The request also includes speech audio. A voice analyzer 303 analyzes the speech audio and computes a voiceprint for the current request. The voiceprint is a text independent representation of the voice as a vector of numbers. Voiceprints can be computed and represented as i-vectors of features of Gaussian mixture model (GMM) features or x-vector or d-vector embeddings extracted from deep neural networks run on the speech audio. In general, a longer period of recorded speech will allow a more precise computation of the voiceprint.
Voiceprints from past requests or from an enrollment process may be stored in database records. For one or more records with a metadata match above a threshold, a voiceprint comparison function 304 retrieves the voiceprints of the matched records, if present, and compares each stored voiceprint to the current voiceprint. One simple method of comparison is to compute a cosine distance between the vectors in a vector feature space. The computed distance indicates the closeness of two voiceprints. A small distance is a high closeness.
A score computation function 305 computes a confidence score for each database record with a dependability score above a threshold. The confidence score is a function of the dependability score and voiceprint closeness. A simple method for computing a confidence score is to add the dependability score and voiceprint closeness. If the scores are on very different scales, a scaling factor could be applied to one or both inputs in order to compute the confidence score. Scores, therefore, are computed according to the data type of the metadata matched to the database record.

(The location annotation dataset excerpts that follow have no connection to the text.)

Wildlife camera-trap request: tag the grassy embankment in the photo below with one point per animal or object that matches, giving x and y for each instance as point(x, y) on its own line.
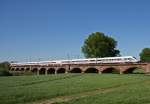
point(76, 89)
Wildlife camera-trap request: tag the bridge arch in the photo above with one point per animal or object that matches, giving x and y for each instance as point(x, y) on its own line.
point(27, 69)
point(134, 70)
point(34, 70)
point(91, 70)
point(61, 70)
point(12, 69)
point(111, 70)
point(75, 70)
point(42, 71)
point(17, 69)
point(51, 71)
point(22, 69)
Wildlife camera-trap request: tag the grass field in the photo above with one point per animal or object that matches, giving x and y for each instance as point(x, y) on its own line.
point(76, 89)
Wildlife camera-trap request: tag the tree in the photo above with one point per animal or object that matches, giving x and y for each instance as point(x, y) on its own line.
point(145, 55)
point(99, 45)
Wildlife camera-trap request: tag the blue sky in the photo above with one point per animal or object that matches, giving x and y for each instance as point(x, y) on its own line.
point(50, 29)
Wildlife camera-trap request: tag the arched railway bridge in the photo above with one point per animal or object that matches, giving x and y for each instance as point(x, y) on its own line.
point(120, 68)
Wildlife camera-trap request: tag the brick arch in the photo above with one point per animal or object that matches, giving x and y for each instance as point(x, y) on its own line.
point(34, 70)
point(110, 69)
point(91, 70)
point(17, 69)
point(61, 70)
point(12, 69)
point(132, 68)
point(76, 70)
point(22, 69)
point(51, 71)
point(27, 69)
point(42, 70)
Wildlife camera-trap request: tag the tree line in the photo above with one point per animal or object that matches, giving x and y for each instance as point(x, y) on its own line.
point(100, 45)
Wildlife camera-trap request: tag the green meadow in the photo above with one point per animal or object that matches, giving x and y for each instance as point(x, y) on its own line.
point(76, 89)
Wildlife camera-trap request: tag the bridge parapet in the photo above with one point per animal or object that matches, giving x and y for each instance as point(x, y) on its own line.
point(100, 68)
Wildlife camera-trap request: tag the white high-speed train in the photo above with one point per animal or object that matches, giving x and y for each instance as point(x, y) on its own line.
point(124, 59)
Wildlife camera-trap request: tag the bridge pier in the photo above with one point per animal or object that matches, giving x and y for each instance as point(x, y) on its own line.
point(99, 72)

Finally, a threshold comparison function 306 identifies the type of action being requested and, from that, a corresponding confidence score threshold. The determination may be one of several action classes or might be a score threshold on a highly granular scale such as a 32-bit or 64-bit number. The confidence score is compared to the threshold for the requested action type. If the confidence score exceeds the threshold, the requested action is authorized. Otherwise, it is not authorized.